Sunday, June 18, 2006

Non-Creativity (Caution: Drama Queens Ahead)

Well, this is about as creative I've been for a few weeks. I've had beaucoup de ideas, and I pull out the makings, but then I either forget what the idea was, or lose interest. I think it's low-grade depression, brought on by too much drama swirling around. Which will not go away. These copper-wrapped-with-beads earrings only took a couple of hours, but I only worked on them a few minutes at a time. No focus.

May sucked, and June started out looking better, but now it's going downhill like May did.

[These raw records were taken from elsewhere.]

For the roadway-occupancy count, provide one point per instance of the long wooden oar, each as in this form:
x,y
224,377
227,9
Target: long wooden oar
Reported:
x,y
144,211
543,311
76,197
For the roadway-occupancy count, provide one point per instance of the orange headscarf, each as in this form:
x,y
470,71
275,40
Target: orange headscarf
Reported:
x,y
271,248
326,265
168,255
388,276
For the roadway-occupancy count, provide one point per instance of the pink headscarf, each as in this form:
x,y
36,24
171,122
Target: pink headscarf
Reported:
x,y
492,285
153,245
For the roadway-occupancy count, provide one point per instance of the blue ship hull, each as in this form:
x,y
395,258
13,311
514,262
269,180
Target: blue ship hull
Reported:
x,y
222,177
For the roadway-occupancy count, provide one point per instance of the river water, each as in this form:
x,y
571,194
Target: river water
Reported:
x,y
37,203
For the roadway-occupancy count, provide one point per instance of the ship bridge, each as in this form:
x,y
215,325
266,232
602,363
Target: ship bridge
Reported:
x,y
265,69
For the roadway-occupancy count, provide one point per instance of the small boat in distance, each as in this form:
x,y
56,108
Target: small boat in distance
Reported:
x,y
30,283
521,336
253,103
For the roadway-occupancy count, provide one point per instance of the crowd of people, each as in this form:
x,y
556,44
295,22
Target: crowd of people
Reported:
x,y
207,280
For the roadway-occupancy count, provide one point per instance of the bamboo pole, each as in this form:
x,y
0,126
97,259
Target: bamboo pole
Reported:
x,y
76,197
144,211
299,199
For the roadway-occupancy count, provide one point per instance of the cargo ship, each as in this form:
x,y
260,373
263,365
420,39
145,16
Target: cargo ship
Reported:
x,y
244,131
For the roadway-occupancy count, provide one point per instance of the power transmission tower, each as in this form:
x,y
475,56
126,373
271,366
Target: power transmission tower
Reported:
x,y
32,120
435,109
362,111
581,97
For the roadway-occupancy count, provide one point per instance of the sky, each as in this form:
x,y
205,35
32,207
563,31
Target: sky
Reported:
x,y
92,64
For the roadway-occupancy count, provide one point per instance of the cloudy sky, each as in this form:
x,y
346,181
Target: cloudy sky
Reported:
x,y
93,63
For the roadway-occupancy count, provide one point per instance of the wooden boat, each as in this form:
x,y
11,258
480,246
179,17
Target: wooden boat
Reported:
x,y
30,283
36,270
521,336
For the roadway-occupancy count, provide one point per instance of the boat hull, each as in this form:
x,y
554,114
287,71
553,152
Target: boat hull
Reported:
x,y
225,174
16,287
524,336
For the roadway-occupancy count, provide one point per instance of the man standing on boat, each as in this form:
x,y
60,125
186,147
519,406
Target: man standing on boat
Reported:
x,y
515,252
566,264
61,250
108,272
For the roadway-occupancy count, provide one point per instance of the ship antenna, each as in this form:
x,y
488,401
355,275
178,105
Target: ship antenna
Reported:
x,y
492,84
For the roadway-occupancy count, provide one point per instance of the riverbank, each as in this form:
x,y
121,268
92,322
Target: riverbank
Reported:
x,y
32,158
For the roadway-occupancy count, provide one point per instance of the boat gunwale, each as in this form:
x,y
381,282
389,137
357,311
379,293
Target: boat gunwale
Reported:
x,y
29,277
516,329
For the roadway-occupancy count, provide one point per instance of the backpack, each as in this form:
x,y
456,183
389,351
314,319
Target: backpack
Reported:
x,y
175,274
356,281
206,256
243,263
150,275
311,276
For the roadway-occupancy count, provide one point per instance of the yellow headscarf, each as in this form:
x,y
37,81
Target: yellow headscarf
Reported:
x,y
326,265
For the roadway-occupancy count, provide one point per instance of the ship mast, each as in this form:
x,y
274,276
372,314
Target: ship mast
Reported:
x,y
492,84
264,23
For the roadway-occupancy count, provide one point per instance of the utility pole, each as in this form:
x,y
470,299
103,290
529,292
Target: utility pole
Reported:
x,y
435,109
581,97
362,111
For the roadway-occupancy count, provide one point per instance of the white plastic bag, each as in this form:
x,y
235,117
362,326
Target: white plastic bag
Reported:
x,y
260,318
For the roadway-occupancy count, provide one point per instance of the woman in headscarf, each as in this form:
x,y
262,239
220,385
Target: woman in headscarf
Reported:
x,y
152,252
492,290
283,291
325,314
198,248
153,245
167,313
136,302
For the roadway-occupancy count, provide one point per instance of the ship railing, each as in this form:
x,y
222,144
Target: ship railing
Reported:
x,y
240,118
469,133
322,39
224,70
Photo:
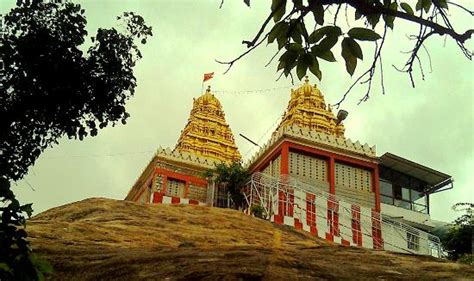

You know, all I want to do is live a calm, peaceful life, with some fun thrown in. But there are two Drama Queens who are making it very difficult.

One is one of the contractors who was hired to work on the house. Because of Mr. Drama Queen Contractor, both contractors have LEFT the picture. My landlady is dealing with it, but in the meantime my daughters and I have to live with the results of the drama. (We can sympathize with Mr. Drama Queen Contractor's difficult life history, but we refuse to accept it as an excuse for leaving a job undone. Grow up and get over it.)

See? We STILL have no place to bathe. Thank you, Mr. Drama Queen.

This is our clawfoot tub, UNconnected to any plumbing. That's a towel in the bottom hole, stuffed in by me. It's plugging up the non-attached drain hole in the floor, and keeps liquidy things from burbling up onto the bathroom floor. Which Mr. Drama Queen never sealed with grout sealer. The tub needs to be refinished. I don't care, I want a working tub!

I won't go into all the other stuff that's hanging in limbo around this place. It's just too, too boring.



Here's why I can't dye any fabric the way I like to. This is SOME of the stuff left over from having a new roof put on. SOME. You can't see the other piles. So, no backyard. I can't even weed-whack the weeds, because they're tangled around and in the detritus. And there are a few pointy things that would probably cause tetanus if any of us ran into them.

This was left by the other, non-dramatic-but-codependent contractor, who WAS finishing his end of things, but who got sucked into Mr. Drama Queen Contractor's cesspool.

My landlady is, as I said, "handling" these guys. She's also looking for replacement people who DON'T have high-maintenance significant others that show up at our house to scream and cause scenes, DON'T have $1500 monster-truck payments, and DON'T have alcoholic parents. Those things are NOT our business. Those things don't belong here.

People, I only want our house to be liveable again! Is that too much to ask?

I'd also like to go to work and do my job in peace, but there happens to be an older, unhappy bee-otch of a Drama Queen who is trying her best to keep things unpeaceful. See, a number of our group was "promoted," but she wasn't one of them. For some reason, I was chosen, by her, to be the spokesperson of this group of people, so I'm the one who catches her vitriol. She reminds me of the mean kids in school, who I tried to avoid, but couldn't always. So I dealt with them, and they'd leave me alone. However, if I were to try to deal with her in the same way, I'd end up in jail. Sigh.

I can't ignore Ms. Drama Queen, because she won't allow it. She's loud and aggressive and angry, and sneaky about it all. Oooh, the things she says! Naughty, naughty! Fortunately, only one person (a chameleon-person) takes her very seriously, so I don't have to deal with a lot of sympathy later. It's just really hard to concentrate on my job with that energy pulsating in my direction. (Actually, I think she's just jealous because I'm more creative, smarter, and better-looking than she is, and I have good kids. Of course!)

This drama is just so draining. Exhausting. I wish it would hurry up and pass. I just keep remembering that life is full of rivers of sh_t that need to be waded through in order to climb out on the other side.

This is just a little of the drama going on. I've spared you the rest of it. Otherwise, I'D become a Drama Queen, too, and I really would rather not be one.

I know how, of course (boy, do I know how!), but it's not fun, and I'd rather have fun. So I'll follow my own advice: Shut up, deal with it, move on. And keep trying to get some creativity going.